Hopefully someone from AMD techpubs will see this. I was trying to look up the bandwidths of the various memory systems in rev 2.7 of the AMD APP OpenCL Programming Guide and found assorted contradictory information about the bandwidths of the register file and LDS. I found the following claims for bandwidth per stream processor per cycle
Register file: 48B (6-11), 12B (6-15)
LDS: 2B (6-10, based on 14x ratio to global) 8B (6-11 and 6-15), 1/6 of reg (6-11)
The only way the numbers make sense to me is if it is 12B for registers (which makes sense for 2 inputs and 1 output) and 2B for LDS (which makes sense for 32x4B banks shared by 64 processors). It would be great if this could be fixed in future versions of the document.
Thanks for reporting it.

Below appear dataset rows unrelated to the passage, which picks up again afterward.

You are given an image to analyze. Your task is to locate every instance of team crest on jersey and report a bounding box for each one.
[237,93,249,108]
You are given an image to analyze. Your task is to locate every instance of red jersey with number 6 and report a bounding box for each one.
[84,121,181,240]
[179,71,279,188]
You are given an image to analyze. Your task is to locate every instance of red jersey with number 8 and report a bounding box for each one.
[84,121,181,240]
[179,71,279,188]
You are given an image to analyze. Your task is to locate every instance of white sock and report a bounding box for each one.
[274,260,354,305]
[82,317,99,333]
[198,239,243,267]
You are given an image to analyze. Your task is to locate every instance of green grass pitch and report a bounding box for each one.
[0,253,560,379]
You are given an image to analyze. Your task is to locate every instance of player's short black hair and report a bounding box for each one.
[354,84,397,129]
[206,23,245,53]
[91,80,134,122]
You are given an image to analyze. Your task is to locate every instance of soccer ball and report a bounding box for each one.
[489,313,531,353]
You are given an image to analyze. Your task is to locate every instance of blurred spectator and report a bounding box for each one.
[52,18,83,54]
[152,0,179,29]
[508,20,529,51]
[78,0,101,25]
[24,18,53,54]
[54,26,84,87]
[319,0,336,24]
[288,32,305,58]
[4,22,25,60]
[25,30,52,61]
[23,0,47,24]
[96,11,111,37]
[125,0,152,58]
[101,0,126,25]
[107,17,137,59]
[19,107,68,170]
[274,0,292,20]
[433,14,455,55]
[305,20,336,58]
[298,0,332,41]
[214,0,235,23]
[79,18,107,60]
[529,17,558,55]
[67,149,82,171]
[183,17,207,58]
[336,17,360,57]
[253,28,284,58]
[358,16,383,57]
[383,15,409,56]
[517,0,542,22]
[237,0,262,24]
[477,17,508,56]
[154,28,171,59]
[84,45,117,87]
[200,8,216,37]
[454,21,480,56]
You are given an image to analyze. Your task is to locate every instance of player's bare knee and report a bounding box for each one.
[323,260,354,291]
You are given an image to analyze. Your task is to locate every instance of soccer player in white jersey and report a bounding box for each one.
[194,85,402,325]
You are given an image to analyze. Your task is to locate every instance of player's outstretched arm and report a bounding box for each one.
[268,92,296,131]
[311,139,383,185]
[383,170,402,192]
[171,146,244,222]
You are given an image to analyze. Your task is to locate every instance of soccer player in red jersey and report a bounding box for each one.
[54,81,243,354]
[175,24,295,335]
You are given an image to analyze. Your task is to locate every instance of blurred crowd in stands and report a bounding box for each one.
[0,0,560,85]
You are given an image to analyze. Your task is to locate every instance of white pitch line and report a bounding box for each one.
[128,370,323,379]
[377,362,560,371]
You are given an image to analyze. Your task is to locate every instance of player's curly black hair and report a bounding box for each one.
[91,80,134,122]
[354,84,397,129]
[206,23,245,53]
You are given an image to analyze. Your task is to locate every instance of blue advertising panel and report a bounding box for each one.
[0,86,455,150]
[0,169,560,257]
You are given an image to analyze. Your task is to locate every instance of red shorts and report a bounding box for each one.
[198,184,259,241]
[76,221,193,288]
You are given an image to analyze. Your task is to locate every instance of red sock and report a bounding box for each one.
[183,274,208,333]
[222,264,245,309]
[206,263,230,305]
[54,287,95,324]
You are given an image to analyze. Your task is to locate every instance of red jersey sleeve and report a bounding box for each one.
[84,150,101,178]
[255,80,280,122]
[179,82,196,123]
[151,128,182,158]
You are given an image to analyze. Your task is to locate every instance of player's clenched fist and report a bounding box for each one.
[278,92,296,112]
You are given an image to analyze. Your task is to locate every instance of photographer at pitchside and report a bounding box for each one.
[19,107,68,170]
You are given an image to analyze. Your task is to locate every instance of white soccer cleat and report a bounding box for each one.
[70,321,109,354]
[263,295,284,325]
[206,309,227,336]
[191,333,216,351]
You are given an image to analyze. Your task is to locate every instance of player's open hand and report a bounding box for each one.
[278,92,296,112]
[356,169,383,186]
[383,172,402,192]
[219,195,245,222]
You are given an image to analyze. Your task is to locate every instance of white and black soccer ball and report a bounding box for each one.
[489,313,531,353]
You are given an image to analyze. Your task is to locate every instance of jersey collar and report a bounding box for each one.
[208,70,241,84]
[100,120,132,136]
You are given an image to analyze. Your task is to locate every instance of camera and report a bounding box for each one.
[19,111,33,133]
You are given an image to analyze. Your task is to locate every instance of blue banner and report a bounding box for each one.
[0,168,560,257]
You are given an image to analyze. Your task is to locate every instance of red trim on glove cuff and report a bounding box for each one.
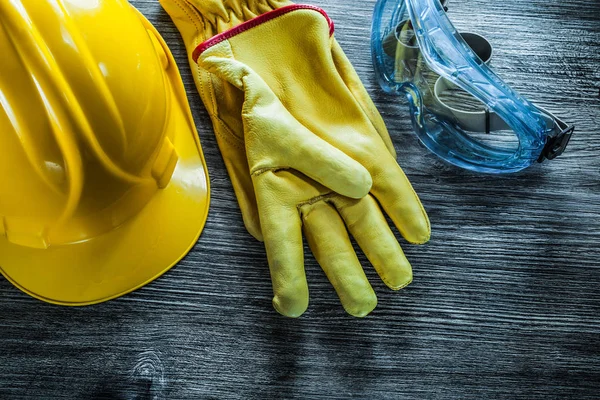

As per section "Device Parameters", if you calculate the peak read bandwidth/Processing Element for register and LDS for Pitcairn XT (which is based on GCN), the numbers come as follows:
Register Peak Read Bandwidth/ Processing Element = 15360 / (1 * 1280) = 12B /cycle
LDS Peak Read Bandwidth/ Processing Element = 2560 / (1 * 1280) = 2B /cycle
But the numbers seem okay for NI or Evergreen.
So, indeed the numbers look confusing for GCN [at least term peak read bandwidth/Stream core for GCN]. I've asked someone for more clarification and forwarded a request to update, if required, the corresponding sections of the guide. I'll let you know as soon as I get any reply.